Morningstar’s Head of EMEA client solutions Connor Sloman says: “MiFID II’s unbundling of payments for investment research will prohibit asset managers from receiving research as a ‘free’ added-value service on the back of commissions paid for broker and investment banking services such as trading and execution.
"Instead, asset managers will be required to explicitly cover investment research costs from a separate account, or from their own profit and loss account, making the cost of research highly visible and forcing asset managers to better define and ascribe value to their research budgets.”
Smaller or boutique asset managers may not be able to absorb the extra costs imposed by MiFID II, particularly those offering thematic or top-down research. These smaller firms will find themselves in direct competition with the bigger investment houses, which can more easily absorb higher costs from revenues in other areas.
Life After Brexit
One of the key issues in Brexit negotiations to be decided is that of passporting, which allows companies from one area of the European Economic Area to market and distribute financial services across borders.

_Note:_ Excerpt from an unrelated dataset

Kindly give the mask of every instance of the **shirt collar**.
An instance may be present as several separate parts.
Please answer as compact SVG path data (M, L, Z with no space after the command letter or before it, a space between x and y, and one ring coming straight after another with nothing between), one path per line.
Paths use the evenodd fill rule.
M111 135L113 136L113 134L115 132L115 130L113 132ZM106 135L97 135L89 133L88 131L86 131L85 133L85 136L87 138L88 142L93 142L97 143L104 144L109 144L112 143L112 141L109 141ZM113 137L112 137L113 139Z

If the financial services industry loses passporting rights, Britain’s withdrawal from the European Union could lead to a reduction in fund choices for investors. As an example, much of the growth in the fund industry in recent years has been driven by exchange-traded funds, some of which are distributed and marketed by European investment banks.
The City is lobbying for at the very least, transitional arrangements that will allow firms to plan better for life after Brexit. The best-case scenario for the City is that the UK government manages to negotiate a separate passporting deal for the UK. But this would involve Britain remaining as part of the European Economic Area, whose key tenet is the free movement of people and goods. The current fractious state of Brexit negotiations suggests that the City will not be allowed to keep its special passporting rights.
What does this mean for the UK investor? In the short-term, under Mifid, investors should have greater clarity over costs and pay lower charges. In the longer-term, if Mifid is replaced by UK legislation, advisers are concerned that the range of fund choices may end up being restricted.